In those moments God brought us back to a place of peace and assurance that He will guide us through the decisions we are facing, and through the days, weeks, months that are ahead of us now. He steadied our hearts so that we were able to go home and sit in our family room, surrounded by our amazing children and tell them the news that would make them cry. And shake the security of their world. And remind all of us that until our security rests wholly in Him, it will be shaken.
He guided us through the difficult and painful conversation that followed as our children expressed their fears and sadness and anger. And their thankfulness that God made them part of this family.
We think we know the treatment path we’re going to take, and we will share more about that when we are certain. But it will require scaling mountains that seem impossibly huge. We will need miracles and much help from others.
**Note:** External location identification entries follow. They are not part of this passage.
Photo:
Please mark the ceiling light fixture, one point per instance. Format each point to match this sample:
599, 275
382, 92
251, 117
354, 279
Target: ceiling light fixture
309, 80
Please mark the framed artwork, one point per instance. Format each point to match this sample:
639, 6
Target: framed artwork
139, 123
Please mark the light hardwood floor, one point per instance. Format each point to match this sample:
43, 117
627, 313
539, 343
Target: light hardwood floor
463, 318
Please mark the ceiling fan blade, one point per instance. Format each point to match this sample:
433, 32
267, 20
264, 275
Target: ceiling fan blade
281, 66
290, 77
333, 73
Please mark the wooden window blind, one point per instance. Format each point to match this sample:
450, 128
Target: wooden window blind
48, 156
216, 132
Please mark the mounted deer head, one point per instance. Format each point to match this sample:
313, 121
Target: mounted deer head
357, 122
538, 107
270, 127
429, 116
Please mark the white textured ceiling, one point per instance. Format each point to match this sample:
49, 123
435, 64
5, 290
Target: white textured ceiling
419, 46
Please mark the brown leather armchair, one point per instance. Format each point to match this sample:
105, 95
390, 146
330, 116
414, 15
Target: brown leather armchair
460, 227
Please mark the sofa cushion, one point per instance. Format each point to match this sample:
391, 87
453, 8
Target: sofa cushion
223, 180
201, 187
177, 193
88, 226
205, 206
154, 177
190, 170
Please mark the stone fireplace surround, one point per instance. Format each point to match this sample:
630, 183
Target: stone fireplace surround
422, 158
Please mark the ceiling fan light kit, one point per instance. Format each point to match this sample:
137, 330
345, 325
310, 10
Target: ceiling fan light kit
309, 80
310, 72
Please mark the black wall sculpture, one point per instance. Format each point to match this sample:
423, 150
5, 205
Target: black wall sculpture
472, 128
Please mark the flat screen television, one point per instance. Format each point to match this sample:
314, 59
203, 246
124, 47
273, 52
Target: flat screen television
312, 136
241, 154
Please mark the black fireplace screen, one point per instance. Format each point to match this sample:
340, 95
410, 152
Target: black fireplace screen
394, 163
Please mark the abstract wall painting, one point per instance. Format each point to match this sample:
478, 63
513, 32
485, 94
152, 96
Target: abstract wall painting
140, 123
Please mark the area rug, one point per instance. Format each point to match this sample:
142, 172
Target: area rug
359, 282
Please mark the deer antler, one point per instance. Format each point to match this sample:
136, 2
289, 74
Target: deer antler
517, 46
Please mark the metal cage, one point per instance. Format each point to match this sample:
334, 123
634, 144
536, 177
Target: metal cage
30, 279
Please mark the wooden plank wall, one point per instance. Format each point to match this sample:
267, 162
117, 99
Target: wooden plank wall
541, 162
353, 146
And as we discussed these things and how impossible it all looks right now, one son tearfully reminded all of us that every one of the children in that room, including himself, represented miracles just like the ones we will need for this next chapter in our lives. That each one is home and part of this family because of just such miracles. He urged us to remember those miracles and all of the people God brought alongside us to carry us through when we needed that. And he said that he was even able to almost feel excited about seeing what God will do now.
We all agreed to link arms and move forward together, one tentative step at a time, placing our feet into the footprints our God has already left for us to follow.
“In his hand is the life of every living thing and the breath of all mankind.”
“The Lord of hosts has sworn: ‘As I have planned, so shall it be, and as I have purposed,
so shall it stand.'”
“But I trust in you, O Lord; I say, ‘You are my God.’
My times are in your hand.”
“Have I not commanded you? Be strong and courageous. Do not be frightened, and do not be dismayed, for the Lord your God is with you wherever you go.”
“The Lord your God is in your midst,
The Mighty One will save;
He will rejoice over you with gladness,
He will quiet you with His love,
He will rejoice over you with singing.”
“Even though I walk through the darkest valley, I will fear no evil, for you are with me.”